Не так давно вышел в свет спецвыпуск журнала «Фома», посвященный Году Учителя. На его страницах самые разные учителя — из светских, частных школ и православных гимназий рассуждают о том, какова сегодня роль учителя в школе. Опыт одного из героев спецвыпуска — учителя Елены Литвяк – нам показался заслуживающим особого внимания, и мы решили опубликовать его на страницах сентябрьского номера «Фомы».
В детстве я думала: как скучно быть учителем! Заучи на память несколько учебников и пересказывай их без конца, каждый год одно и то же. Кто бы мне сказал тогда, что все это, слава Богу, неправда! Что не бывает в учительской жизни двух одинаковых дней, даже двух совершенно одинаковых уроков, что открывается возможность бесконечного образовательного путешествия, в котором всякий раз по-новому предстают и дети, и сам учитель, меняются представления о ребенке, о человеке вообще и даже о смысле жизни.
Нельзя сказать, что мой учительский путь был раз и навсегда определен. Я училась на истфаке Московского университета, но уже мыслила себя в будущем не только учителем. Мне был интересен Ребенок с большой буквы. Мир детства был для меня, двадцатилетней барышни, неким идеальным миром — и он, безусловно, был лучше мира взрослых. Мне хотелось постичь природу детства, найти общий язык с любым ребенком, вне зависимости от возраста, социального положения и состояния здоровья. Я ощущала педагогику не как источник заработка, а как пространство призвания, служения. Своих детей у меня еще не было, поэтому все ошибки и преткновения на педагогической дорожке выпало пока проживать с теми детьми, что оказывались рядом.
Еще учась в университете, я стала преподавать в известной в 90-е годы московской авторской школе. На волне перемен в политике образования таких школ тогда возникало много. В конце девяностых я сознательно пришла в Церковь и решила послужить ей именно в качестве педагога. Потому несколько лет проработала в воскресной школе при храме в подмосковном селе Рождествено. Школа эта меньше всего была школой. Это был такой социальный клуб, приют для никому не нужных местных ребятишек. Именно из этой воскресной школы вскоре выросла негосударственная православная школа «Рождество».

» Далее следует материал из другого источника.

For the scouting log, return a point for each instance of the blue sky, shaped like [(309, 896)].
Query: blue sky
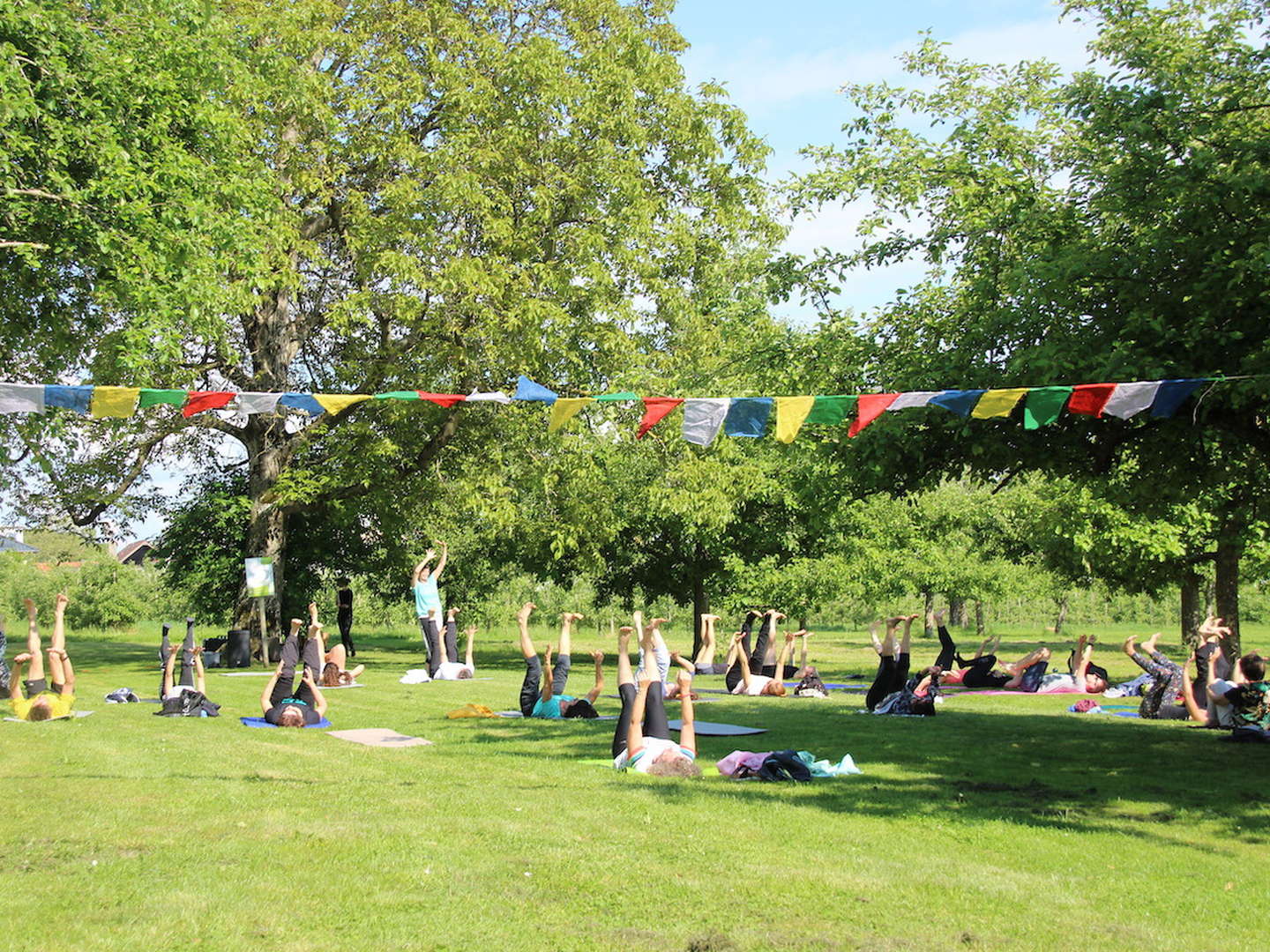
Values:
[(784, 65)]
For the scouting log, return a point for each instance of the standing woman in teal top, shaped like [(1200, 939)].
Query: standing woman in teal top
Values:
[(427, 605)]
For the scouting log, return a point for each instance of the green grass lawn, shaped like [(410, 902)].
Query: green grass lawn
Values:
[(1002, 822)]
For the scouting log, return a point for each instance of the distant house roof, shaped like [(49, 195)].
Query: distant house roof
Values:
[(136, 551)]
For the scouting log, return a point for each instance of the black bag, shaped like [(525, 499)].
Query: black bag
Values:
[(784, 766)]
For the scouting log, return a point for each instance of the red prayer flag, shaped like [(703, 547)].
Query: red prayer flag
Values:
[(654, 409), (869, 407), (199, 400), (446, 400), (1090, 398)]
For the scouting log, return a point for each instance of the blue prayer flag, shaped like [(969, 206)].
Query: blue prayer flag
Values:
[(747, 417)]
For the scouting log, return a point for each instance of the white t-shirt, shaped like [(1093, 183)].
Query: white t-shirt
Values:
[(451, 671), (653, 749), (757, 682)]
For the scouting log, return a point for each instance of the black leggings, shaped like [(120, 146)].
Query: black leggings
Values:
[(451, 640), (291, 655), (947, 651), (654, 715), (891, 677), (979, 674), (530, 692), (344, 619)]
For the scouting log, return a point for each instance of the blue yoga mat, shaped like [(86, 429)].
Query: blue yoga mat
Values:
[(260, 723)]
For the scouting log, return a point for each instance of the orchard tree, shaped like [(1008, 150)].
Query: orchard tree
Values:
[(389, 196), (1108, 227)]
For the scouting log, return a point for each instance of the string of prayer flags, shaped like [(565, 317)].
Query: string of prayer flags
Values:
[(199, 400), (155, 398), (1171, 395), (997, 403), (869, 407), (69, 398), (747, 417), (528, 390), (703, 419), (1044, 405), (959, 401), (564, 409), (22, 398), (790, 414), (655, 409), (830, 412), (1088, 398)]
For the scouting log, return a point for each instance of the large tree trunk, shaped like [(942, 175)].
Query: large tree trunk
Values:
[(700, 606), (1227, 585), (1061, 617), (1192, 606)]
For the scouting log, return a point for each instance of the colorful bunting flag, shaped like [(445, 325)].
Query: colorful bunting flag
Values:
[(444, 400), (703, 419), (1132, 398), (303, 401), (747, 417), (959, 401), (251, 401), (69, 398), (830, 412), (914, 398), (624, 395), (334, 403), (790, 414), (22, 398), (1171, 395), (528, 390), (654, 409), (1088, 398), (1042, 405), (997, 403), (869, 407), (199, 400), (564, 409), (497, 397), (153, 398), (115, 401)]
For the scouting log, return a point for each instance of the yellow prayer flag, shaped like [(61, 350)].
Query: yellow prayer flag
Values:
[(564, 409), (997, 403), (334, 403), (115, 401), (790, 413)]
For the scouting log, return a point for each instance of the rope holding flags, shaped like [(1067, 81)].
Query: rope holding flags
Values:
[(704, 418)]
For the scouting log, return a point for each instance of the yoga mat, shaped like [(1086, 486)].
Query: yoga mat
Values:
[(562, 720), (71, 716), (260, 723), (710, 729), (380, 738)]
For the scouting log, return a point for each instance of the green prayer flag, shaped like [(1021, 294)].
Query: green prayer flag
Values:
[(623, 395), (399, 395), (153, 398), (830, 412), (1042, 405)]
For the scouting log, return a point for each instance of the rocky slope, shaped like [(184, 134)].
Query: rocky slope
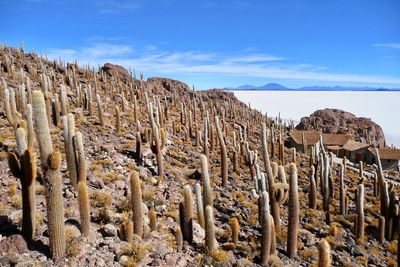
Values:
[(111, 157), (339, 121)]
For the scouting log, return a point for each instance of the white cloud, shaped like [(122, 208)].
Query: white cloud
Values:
[(388, 45), (158, 62)]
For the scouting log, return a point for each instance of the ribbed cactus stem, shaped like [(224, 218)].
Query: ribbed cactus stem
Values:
[(100, 110), (136, 203), (224, 156), (199, 204), (293, 220), (28, 194), (235, 229), (324, 254), (211, 244), (84, 207), (153, 219), (117, 120), (360, 212), (341, 190), (265, 229), (186, 214), (205, 177), (69, 134), (381, 229), (41, 127), (178, 239), (80, 157), (312, 199), (29, 119), (138, 152), (55, 206)]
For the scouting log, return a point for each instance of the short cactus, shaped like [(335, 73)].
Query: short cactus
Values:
[(136, 204), (293, 221)]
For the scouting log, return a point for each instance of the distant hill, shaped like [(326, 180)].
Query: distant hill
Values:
[(278, 87)]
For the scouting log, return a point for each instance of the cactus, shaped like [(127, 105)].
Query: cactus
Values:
[(304, 143), (84, 206), (55, 207), (136, 204), (324, 254), (29, 119), (153, 220), (211, 244), (312, 198), (265, 229), (199, 205), (341, 190), (138, 152), (360, 213), (80, 157), (100, 110), (117, 120), (178, 239), (235, 229), (293, 220), (186, 214), (205, 177), (381, 229), (224, 156)]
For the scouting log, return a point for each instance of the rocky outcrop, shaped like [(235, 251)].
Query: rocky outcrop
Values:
[(116, 71), (343, 122)]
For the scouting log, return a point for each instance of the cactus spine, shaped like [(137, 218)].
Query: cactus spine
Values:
[(265, 229), (235, 230), (136, 203), (207, 193), (224, 156), (199, 204), (186, 214), (293, 221), (324, 254), (360, 213), (84, 206), (211, 244), (51, 161)]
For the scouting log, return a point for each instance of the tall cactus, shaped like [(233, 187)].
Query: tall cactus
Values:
[(293, 221), (50, 161), (199, 205), (136, 203), (224, 156), (211, 244), (84, 207), (360, 213), (186, 214), (205, 177), (266, 229), (324, 252)]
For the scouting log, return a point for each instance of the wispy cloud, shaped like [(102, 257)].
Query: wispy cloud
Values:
[(388, 45), (155, 61), (116, 6)]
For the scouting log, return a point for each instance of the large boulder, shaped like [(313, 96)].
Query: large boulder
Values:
[(116, 71), (343, 122)]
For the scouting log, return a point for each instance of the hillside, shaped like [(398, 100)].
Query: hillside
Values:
[(130, 192)]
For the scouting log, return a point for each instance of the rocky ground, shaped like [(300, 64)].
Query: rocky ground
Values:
[(110, 160), (343, 122)]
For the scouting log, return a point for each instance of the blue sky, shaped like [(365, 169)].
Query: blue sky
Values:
[(219, 43)]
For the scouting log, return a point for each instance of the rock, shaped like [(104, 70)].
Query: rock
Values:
[(343, 122), (108, 230), (109, 148), (116, 71), (13, 244)]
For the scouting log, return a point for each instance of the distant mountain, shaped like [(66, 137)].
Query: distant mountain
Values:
[(278, 87)]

Такова внешняя оболочка событий. Но со временем приобретались не только учительский опыт и навыки взаимодействия с детьми. Менялось представление и о ребенке, и о смысле учительства.
Только радость?
Настрадавшись в детстве от жесткого стиля преподавания наших учителей, от равнодушия взрослых, в двадцать лет я твердо решила: пусть каждый ребенок, который встретится на моем жизненном пути, будет напитан радостью. Никаких криков, полная свобода и взаимное уважение.
Потому два первых года в той самой авторской школе у меня не было учительского стола с ящиками и горой тетрадей. Класс — это место, где главное — дети, а не учитель. Уроков, в привычном школьном смысле, не было. Скорее, это была индивидуальная работа каждого ученика по собственному образовательному плану и совместные проекты для всех. Учиться ребятам было интересно и легко, домашних заданий и отметок тоже не было. Родители недоумевали, а я твердо защищала перед ними важность детского спонтанного интереса. И даже не подозревала, что он окажется миной замедленного действия.
«Отведав» новой жизни, дети быстро охладели к учению, стали лениться. Это был первый тяжелый урок. Рассыпалось на кусочки радужное представление о ребенке — мол, окружи его множеством интересных и полезных занятий, и он будет учиться сам. Вот и нет! Дети оказались неспособными к самостоятельному, системному и постоянному труду.
Умиление от первого общения с детьми сменилось в юношеском сердце недоумением и злостью. Откуда мне было знать тогда, что еще в IV веке говорили отцы Церкви про исковерканность человека злом, про необходимость постоянных усилий, чтобы быть человеком, про то, что без помощи Божией это и невозможно. Тогда я была просто восторженной светской барышней.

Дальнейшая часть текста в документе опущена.